Amazon (AMZN, Financial) is emerging as a formidable competitor in the robotics and artificial intelligence sectors, potentially offering a more stable investment alternative to Tesla (TSLA). Analysts highlight Tesla's high valuation and automotive challenges as deterrents for some investors, compounded by its political engagements and competition with Chinese electric vehicle makers.
In contrast, Amazon has integrated over 750,000 robots into its logistics network, including autonomous systems like Proteus and robotic arms such as Sparrow and Cardinal, enhancing operational efficiency. Additionally, Amazon is expanding its AI capabilities through AWS and developing custom chips with Annapurna Labs. Its Zoox unit is set to launch robotaxi services in Las Vegas, with plans to expand to San Francisco.

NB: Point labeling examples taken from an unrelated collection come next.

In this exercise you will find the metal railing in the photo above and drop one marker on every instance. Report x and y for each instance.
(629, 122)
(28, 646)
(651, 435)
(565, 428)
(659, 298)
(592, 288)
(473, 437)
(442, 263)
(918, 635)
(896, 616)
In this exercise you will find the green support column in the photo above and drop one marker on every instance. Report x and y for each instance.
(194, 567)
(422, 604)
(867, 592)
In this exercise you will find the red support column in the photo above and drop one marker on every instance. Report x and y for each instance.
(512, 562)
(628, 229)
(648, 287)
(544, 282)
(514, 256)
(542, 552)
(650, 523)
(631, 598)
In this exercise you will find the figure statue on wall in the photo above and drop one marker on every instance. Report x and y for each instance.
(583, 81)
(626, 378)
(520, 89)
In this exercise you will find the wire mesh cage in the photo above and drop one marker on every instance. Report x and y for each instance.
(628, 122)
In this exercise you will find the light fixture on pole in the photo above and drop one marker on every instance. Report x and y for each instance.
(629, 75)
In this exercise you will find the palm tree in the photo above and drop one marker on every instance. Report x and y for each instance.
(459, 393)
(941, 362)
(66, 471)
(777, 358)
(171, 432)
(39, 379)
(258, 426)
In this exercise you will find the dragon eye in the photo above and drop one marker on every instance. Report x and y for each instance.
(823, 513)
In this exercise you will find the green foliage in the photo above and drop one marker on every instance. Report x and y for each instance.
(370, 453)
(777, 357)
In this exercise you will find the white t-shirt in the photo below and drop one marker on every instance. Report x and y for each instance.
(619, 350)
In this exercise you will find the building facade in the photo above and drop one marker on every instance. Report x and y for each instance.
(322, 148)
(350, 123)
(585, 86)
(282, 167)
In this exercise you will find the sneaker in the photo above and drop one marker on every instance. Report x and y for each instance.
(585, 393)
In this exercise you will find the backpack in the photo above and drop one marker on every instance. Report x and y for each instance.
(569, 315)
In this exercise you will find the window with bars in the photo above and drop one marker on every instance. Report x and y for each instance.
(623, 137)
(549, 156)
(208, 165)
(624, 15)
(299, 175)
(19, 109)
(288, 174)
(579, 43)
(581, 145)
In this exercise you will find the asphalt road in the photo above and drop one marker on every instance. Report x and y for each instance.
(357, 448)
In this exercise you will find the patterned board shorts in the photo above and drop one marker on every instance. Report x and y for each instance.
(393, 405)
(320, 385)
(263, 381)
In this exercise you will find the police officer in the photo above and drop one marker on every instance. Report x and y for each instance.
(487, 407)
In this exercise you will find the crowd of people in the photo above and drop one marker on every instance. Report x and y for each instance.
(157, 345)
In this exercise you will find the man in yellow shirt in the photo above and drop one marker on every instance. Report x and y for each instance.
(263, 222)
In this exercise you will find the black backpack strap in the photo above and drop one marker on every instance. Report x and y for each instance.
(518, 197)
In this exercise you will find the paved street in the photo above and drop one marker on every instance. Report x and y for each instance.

Amazon's valuation appears more favorable, with a projected price-to-earnings ratio of 35 times its expected 2025 earnings, potentially dropping to 14 times by 2030 as profits grow. In comparison, Tesla's forward P/E ratio is significantly higher at 172 times for 2025.
Analysts from Morgan Stanley and Goldman Sachs foresee significant growth in the humanoid robot market, with Amazon and Tesla positioned as key leaders. Bank of America estimates Amazon could save $7.1 billion annually by 2032 through expanded robotics and AI use.
Recently, Amazon's stock price rebounded to around $215, following a dip to the $160 range in April. Its 50-day moving average is $196, and the 200-day average is approximately $203. Analysts suggest a drop below $200 could present a buying opportunity for long-term investors.